Il profitto del reato come qualsiasi vantaggio patrimoniale derivante dall’imposta evasa, si concretizza sostanzialmente “in un risparmio economico da cui consegue, comunque, la effettiva sottrazione degli importi evasi alla loro destinazione fiscale, dei quali direttamente beneficia l’autore”[2].
Il “pretium sceleris” va considerato reddito imponibile
In tema di imposte sui redditi, l’art. 14, quarto comma, della legge 24 dicembre 1993, n. 537, laddove stabilisce che nelle categorie di reddito di cui all’art. 6, primo comma, del d.P.R. 22 dicembre 1986, n. 917, devono intendersi ricompresi i proventi derivanti da fatti, atti o attività qualificabili come illecito civile, penale o amministrativo, costituisce non soltanto interpretazione autentica della normativa con- tenuta nel d.P.R. n. 917 del 1986, ma anche criterio ermeneutico decisivo per giungere ad identica conclusione con riguardo alla previgente disciplina degli artt. 1 e 6 del d.P.R. 29 settembre 1973, n. 597, attesa la sostanziale identità della disciplina in ordine alla determinazione dei presupposti della tassazione. Ne consegue che il c.d. “pretium sceleris” si deve considerare come reddito imponibile (anche nel vigore del d.P.R. n. 597 del 1973), e ciò pure se il contribuente sia stato condannato alla restituzione delle somme illecitamente incassate ed al risarcimento dei danni cagionati (Corte di Cassazione ordinanza n. 27357 depositata il 24 ottobre 2019).

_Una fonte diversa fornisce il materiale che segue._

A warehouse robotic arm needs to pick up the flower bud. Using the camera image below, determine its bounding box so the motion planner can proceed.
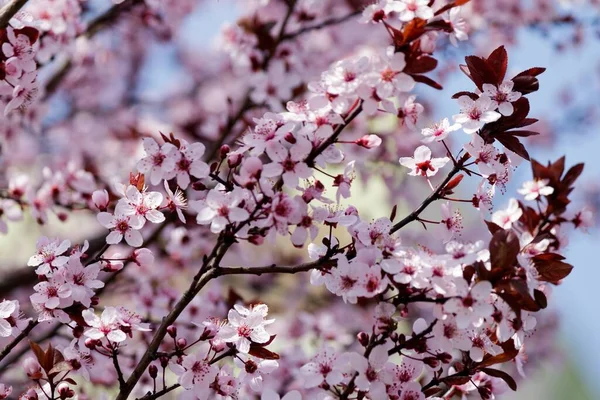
[167,325,177,339]
[192,181,206,192]
[56,382,75,399]
[219,144,231,160]
[210,339,225,353]
[356,332,369,347]
[19,388,39,400]
[92,190,110,211]
[23,357,42,380]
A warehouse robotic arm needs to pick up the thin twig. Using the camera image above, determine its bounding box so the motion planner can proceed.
[0,0,27,29]
[44,0,144,99]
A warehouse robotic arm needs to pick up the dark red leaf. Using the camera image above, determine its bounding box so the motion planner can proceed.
[465,56,496,90]
[487,46,508,85]
[480,368,517,391]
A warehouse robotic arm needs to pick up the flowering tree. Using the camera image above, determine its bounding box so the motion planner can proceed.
[0,0,592,400]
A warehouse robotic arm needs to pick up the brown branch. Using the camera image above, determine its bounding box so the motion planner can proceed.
[0,0,27,29]
[281,10,362,41]
[0,321,38,361]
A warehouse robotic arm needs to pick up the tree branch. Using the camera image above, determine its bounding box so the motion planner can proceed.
[0,0,27,29]
[44,0,144,99]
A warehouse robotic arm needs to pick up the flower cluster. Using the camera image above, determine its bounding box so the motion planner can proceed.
[0,0,593,400]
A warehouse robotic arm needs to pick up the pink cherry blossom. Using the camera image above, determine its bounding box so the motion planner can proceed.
[97,212,144,247]
[421,118,460,143]
[81,307,127,343]
[175,140,209,189]
[444,278,493,329]
[137,138,177,185]
[169,353,219,400]
[400,0,433,22]
[350,346,392,399]
[191,189,250,233]
[492,199,523,229]
[262,138,312,188]
[219,304,274,353]
[399,146,450,178]
[454,95,501,134]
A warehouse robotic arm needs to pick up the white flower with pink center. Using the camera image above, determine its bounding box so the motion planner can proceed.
[0,300,17,337]
[421,118,460,143]
[483,81,521,116]
[64,257,104,307]
[399,146,450,178]
[81,307,127,343]
[350,346,392,399]
[137,138,177,185]
[97,212,144,247]
[115,185,165,224]
[27,236,71,275]
[517,179,554,200]
[300,346,344,389]
[492,199,523,229]
[169,353,219,400]
[175,140,210,190]
[29,275,73,310]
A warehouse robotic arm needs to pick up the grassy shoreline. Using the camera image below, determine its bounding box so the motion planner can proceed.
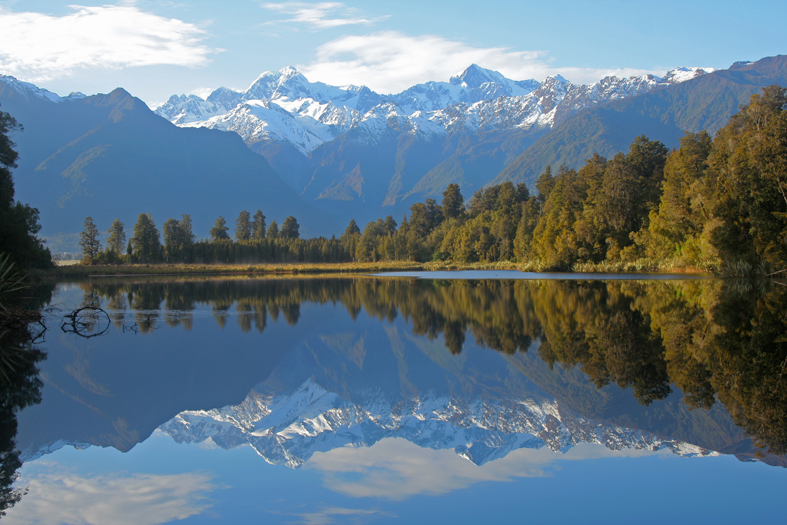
[34,261,715,278]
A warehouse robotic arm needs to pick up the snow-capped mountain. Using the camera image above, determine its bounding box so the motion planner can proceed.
[0,75,85,102]
[159,379,718,468]
[156,64,713,158]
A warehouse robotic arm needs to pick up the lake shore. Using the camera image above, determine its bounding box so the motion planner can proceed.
[40,261,716,278]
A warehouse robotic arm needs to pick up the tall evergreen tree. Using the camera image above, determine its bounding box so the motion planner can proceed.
[0,105,52,268]
[266,220,279,239]
[279,215,301,239]
[79,217,101,264]
[131,213,162,262]
[443,183,465,219]
[210,215,230,241]
[107,219,126,255]
[251,210,265,241]
[235,210,251,241]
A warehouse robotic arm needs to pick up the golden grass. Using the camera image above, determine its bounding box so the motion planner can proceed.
[38,255,718,278]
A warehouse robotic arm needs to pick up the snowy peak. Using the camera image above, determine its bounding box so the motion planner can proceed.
[159,379,718,468]
[156,64,713,155]
[0,75,62,102]
[449,64,510,88]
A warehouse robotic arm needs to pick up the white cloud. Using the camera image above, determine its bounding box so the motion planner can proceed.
[0,3,219,82]
[3,469,216,525]
[189,87,216,100]
[262,2,378,29]
[298,31,663,93]
[290,507,395,525]
[304,438,670,501]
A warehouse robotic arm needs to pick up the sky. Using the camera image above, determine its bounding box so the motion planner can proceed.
[0,0,787,107]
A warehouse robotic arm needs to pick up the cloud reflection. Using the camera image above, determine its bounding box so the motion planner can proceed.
[4,463,217,525]
[304,438,671,501]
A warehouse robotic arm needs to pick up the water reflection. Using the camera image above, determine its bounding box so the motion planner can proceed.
[18,277,787,476]
[52,278,787,454]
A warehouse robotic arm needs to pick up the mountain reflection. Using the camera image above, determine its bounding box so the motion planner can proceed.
[21,277,787,466]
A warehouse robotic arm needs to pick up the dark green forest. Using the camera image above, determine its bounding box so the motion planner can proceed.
[81,86,787,275]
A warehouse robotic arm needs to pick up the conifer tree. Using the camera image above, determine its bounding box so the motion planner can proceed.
[266,221,279,239]
[443,183,465,219]
[235,210,251,241]
[279,215,301,239]
[0,105,52,268]
[210,215,230,241]
[79,217,101,264]
[107,219,126,255]
[131,213,162,262]
[251,210,265,241]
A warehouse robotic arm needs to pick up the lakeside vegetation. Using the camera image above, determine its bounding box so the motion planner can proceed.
[71,86,787,276]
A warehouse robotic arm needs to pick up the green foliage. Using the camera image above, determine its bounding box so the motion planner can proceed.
[442,183,465,219]
[130,213,162,263]
[162,215,194,262]
[279,215,301,239]
[0,107,52,268]
[251,210,265,241]
[235,210,251,241]
[266,220,279,239]
[63,86,787,275]
[107,219,126,255]
[210,215,230,241]
[79,217,101,264]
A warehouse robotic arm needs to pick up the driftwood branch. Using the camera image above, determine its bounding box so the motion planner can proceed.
[60,306,112,339]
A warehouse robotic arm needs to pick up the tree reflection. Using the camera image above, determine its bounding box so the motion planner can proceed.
[78,277,787,454]
[0,285,52,516]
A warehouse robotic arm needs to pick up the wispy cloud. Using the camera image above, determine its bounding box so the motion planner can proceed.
[0,2,220,82]
[282,507,395,525]
[299,31,663,93]
[262,2,380,29]
[3,469,216,525]
[305,438,669,501]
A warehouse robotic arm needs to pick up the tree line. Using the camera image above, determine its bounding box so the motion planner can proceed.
[83,86,787,274]
[79,210,343,264]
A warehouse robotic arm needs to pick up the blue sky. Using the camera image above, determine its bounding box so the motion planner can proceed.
[0,0,787,105]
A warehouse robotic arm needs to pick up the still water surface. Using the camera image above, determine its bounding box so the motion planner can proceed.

Profitto derivante dal delitto di emissione di fatture per operazioni inesistenti
Il profitto derivante dal delitto di emissione di fatture per operazioni inesistenti è costituito dal prezzo ottenuto per l’emissione delle fatture stesse, ossia dal compenso pattuito o riscosso per eseguire tale reato.
Il compenso può consistere nel denaro, come la maggior parte delle volte accade, ovvero in qualsiasi altra utilità, economicamente valutabile e immediatamente o indirettamente derivante dalla commissione del reato (Terza sezione della Corte di cassazione sentenza n. 270 del 9 gennaio 2018).
Proprio con riferimento al profitto personale del soggetto emittente, la Cassazione ha chiarito che tale profitto non coincide né con il valore complessivo delle fatture emesse per le operazioni inesistenti, né con il valore corrispondente al profitto conseguito dall’utilizzatore delle stesse fatture, “in quanto il regime derogatorio previsto dall’art. 9 D.Lgs. n. 74 del 2000 – escludendo la configurabilità del concorso reciproco tra chi emette le fatture per operazioni inesistenti e chi se ne avvale – impedisce l’applicazione in questo caso del principio solidaristico, valido nei soli casi di illecito plurisoggettivo” (cfr in tal senso Cassazione, 43952/2016, 30168/2015 e 42641/2013).
La Cassazione ha, dunque, concluso nel senso che il profitto del delitto di emissione di fatture per operazioni inesistenti “è costituito dal prezzo ottenuto per l’emissione delle fatture, cioè dal compenso pattuito o riscosso per eseguire il delitto, che può consistere tanto in un compenso in denaro, come per lo più accade, o in qualsiasi altra utilità, economicamente valutabile ed immediatamente o indirettamente derivante dalla commissione del reato” (sulla questione cfr anche Cassazione, 35459/2016).